En effet, le Conseil a estimé que la loi comporte trop d'exemptions, ce qui reste "contraires à l'objectif de lutte contre le réchauffement climatique" et crée "une rupture d'égalité face à l'impôt".
Suite à cette décision du Conseil pour le moins inattendue, la réponse du chef du gouvernement ne s'est pas faite attendre.
François Fillon présentera le 20 janvier en conseil des ministres un nouveau dispositif de taxe carbone tenant "pleinement compte des observations du Conseil constitutionnel", a indiqué Matignon dans un communiqué.
L'article 7 de la loi instituait une contribution carbone. Les travaux parlementaires soulignaient que l'objectif de cette mesure est de " mettre en place des instruments permettant de réduire significativement les émissions de gaz à effet de serre " afin de lutter contre le réchauffement de la planète. Pour atteindre cet objectif, il a été retenu l'option " d'instituer une taxe additionnelle sur la consommation des énergies fossiles " afin que les entreprises, les ménages et les administrations soient incités à réduire leurs émissions.

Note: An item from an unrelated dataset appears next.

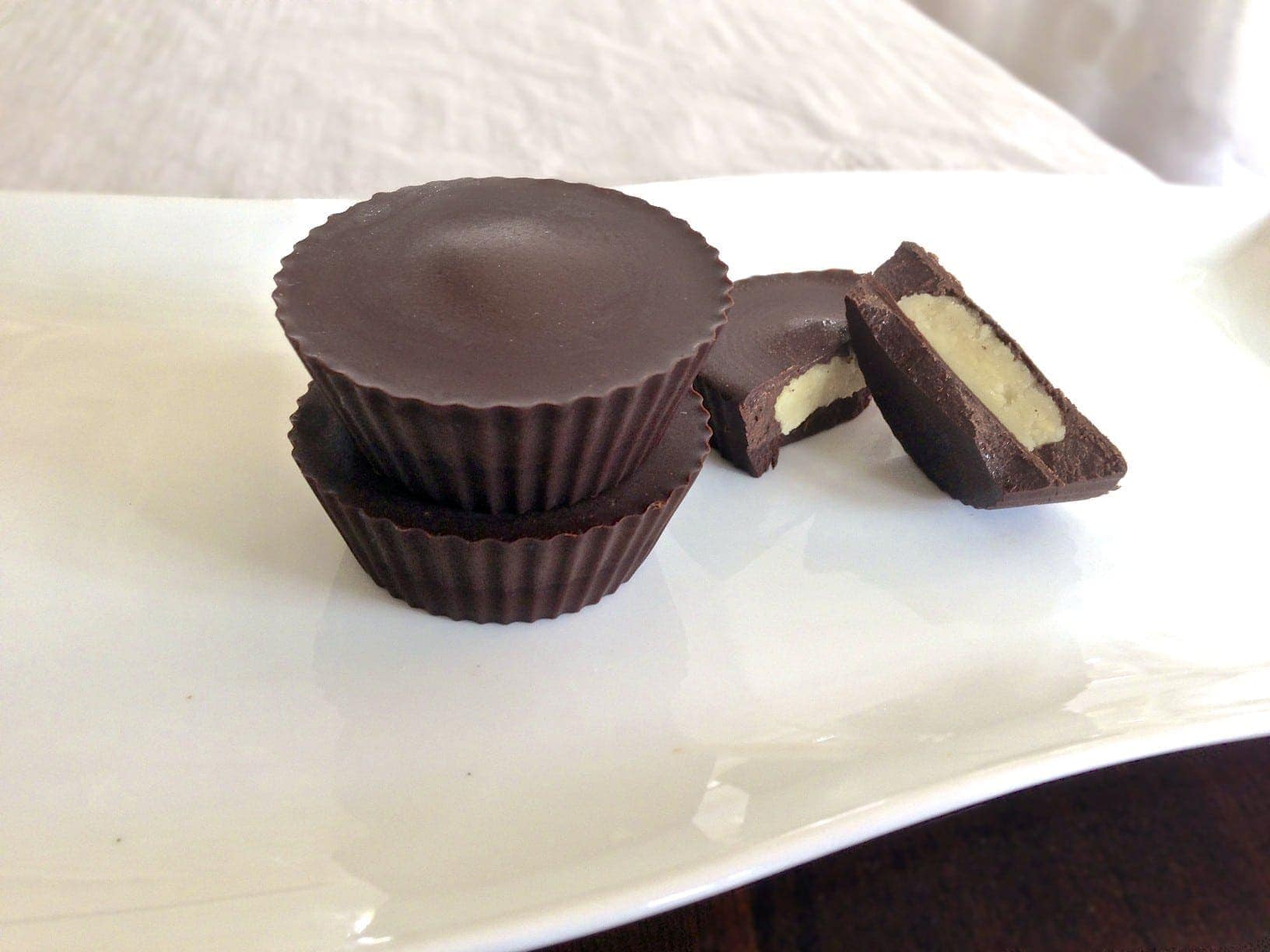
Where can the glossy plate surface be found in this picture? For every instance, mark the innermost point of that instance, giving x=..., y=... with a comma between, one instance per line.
x=215, y=731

Toutefois, les articles 7 et 10 de la loi instituaient des exonérations, réductions, remboursements partiels et taux spécifiques. Ainsi étaient totalement exonérées de contribution carbone les émissions des centrales thermiques produisant de l'électricité, les émissions des mille dix-huit sites industriels les plus polluants, tels que les raffineries, cimenteries, cokeries et verreries, les émissions des secteurs de l'industrie chimique utilisant de manière intensive de l'énergie, les émissions des produits destinés à un double usage, les émissions des produits énergétiques utilisés en autoconsommation d'électricité, les émissions du transport aérien et celles du transport public routier de voyageurs. En outre, étaient taxées à taux réduit les émissions dues aux activités agricoles ou de pêche, au transport routier de marchandises et au transport maritime.
Ces exemptions auraient conduit à ce que 93 % des émissions d'origine industrielle, hors carburant, soient exonérées de contribution carbone. Moins de la moitié des émissions de gaz à effet de serre aurait été soumise à la contribution carbone. Celle-ci aurait donc porté essentiellement sur les carburants et les produits de chauffage qui ne sont que l'une des sources d'émission de dioxyde de carbone.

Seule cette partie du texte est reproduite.